Importantly, older pedestrians make more errors when crossing streets, and older drivers are less observant when driving their cars. Therefore, the interaction between older drivers and older pedestrians presents the greatest risks, especially for the pedestrians. Educational and training agencies should take this observation into account when teaching road safety to older drivers and older pedestrians. Explaining the decline in performance to older adults and teaching them how to take extra precautions when driving or crossing streets can be useful in preventing accidents.

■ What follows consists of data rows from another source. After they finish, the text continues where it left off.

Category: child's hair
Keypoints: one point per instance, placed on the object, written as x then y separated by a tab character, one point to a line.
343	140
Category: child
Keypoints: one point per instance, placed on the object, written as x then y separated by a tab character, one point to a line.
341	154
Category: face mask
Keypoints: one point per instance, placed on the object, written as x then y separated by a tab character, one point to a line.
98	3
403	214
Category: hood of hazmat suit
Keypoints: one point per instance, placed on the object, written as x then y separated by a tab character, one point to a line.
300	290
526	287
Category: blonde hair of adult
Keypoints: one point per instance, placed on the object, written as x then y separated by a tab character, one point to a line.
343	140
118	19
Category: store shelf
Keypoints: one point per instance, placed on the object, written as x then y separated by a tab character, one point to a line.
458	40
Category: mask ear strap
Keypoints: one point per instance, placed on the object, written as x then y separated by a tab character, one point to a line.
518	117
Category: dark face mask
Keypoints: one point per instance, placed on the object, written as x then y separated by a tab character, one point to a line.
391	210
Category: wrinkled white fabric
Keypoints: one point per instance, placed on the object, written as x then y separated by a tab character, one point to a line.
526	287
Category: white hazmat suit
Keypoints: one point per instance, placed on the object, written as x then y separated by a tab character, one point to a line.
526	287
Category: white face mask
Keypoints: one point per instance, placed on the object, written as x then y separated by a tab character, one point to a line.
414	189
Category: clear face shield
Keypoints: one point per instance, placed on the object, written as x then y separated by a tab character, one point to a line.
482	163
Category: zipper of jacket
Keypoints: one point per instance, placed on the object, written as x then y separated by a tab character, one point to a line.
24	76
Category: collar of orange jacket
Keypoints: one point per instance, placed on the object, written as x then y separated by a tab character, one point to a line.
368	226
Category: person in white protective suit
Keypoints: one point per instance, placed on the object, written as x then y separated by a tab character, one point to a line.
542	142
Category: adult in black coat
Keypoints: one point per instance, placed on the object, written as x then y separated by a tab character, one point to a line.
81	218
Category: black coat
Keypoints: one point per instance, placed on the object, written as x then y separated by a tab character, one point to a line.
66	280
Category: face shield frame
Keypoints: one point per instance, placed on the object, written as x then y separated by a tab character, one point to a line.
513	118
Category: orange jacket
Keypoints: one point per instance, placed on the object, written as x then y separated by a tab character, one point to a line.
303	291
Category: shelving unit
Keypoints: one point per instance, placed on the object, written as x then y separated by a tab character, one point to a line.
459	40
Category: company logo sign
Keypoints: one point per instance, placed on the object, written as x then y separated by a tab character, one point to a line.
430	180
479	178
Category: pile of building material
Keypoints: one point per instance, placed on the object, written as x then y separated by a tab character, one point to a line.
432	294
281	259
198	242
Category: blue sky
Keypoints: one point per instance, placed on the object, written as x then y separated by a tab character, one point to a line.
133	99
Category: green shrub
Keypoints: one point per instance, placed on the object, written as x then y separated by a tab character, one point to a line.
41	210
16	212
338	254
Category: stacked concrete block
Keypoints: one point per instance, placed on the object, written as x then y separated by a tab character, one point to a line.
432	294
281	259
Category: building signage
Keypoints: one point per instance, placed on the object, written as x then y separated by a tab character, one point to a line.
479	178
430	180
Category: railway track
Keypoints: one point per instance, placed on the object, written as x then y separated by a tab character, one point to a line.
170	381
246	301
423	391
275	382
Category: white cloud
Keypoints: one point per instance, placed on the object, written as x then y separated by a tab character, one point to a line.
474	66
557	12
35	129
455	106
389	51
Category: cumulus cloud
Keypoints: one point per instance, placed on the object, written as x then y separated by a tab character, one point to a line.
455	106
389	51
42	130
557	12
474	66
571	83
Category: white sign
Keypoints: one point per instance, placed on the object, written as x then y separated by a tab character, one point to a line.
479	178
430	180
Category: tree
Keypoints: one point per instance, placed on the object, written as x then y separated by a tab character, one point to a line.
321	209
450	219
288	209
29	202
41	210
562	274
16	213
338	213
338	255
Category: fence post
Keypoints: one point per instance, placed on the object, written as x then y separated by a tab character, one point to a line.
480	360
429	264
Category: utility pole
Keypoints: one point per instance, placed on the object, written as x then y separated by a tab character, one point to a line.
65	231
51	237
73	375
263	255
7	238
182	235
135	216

Future work should also examine the neuropsychological mechanisms underpinning older drivers' gaze behavior. Research should also be conducted on older adults with age-related cognitive disease (e.g., post-stroke, Parkinson's disease). Such research should strive towards more sensitive quantitative measurements on gaze behavior as well. Lastly, efforts should be made to increase the benefits gained from the available advanced technology and simulators in order to mimic authentic, real-life conditions where researchers can enhance their studies on risk perception in older drivers and pedestrians.

Conclusions

Three conclusions can be made based on the current review. First, it appears that age affects gaze behavior of older drivers and pedestrians (e.g., performing fewer fixations to relevant locations in the visual field when changing lanes). Second, since gaze behavior appears to be related to driving performances and to pedestrians' ability to cross streets, it can play an important role in the safety of older drivers and pedestrians. Third, additional studies on various aspects of gaze behavior in older individuals are needed, among them the neuropsychological mechanisms underpinning older drivers' gaze behavior as well as the effectiveness of task-specific training programs aimed at improving gaze behavior in this population.

The three conclusions that stem from this review suggest that the gaze behavior of older adults on the road should continue to be an active field of research, as it can affect road safety and performance in a large portion of the human population.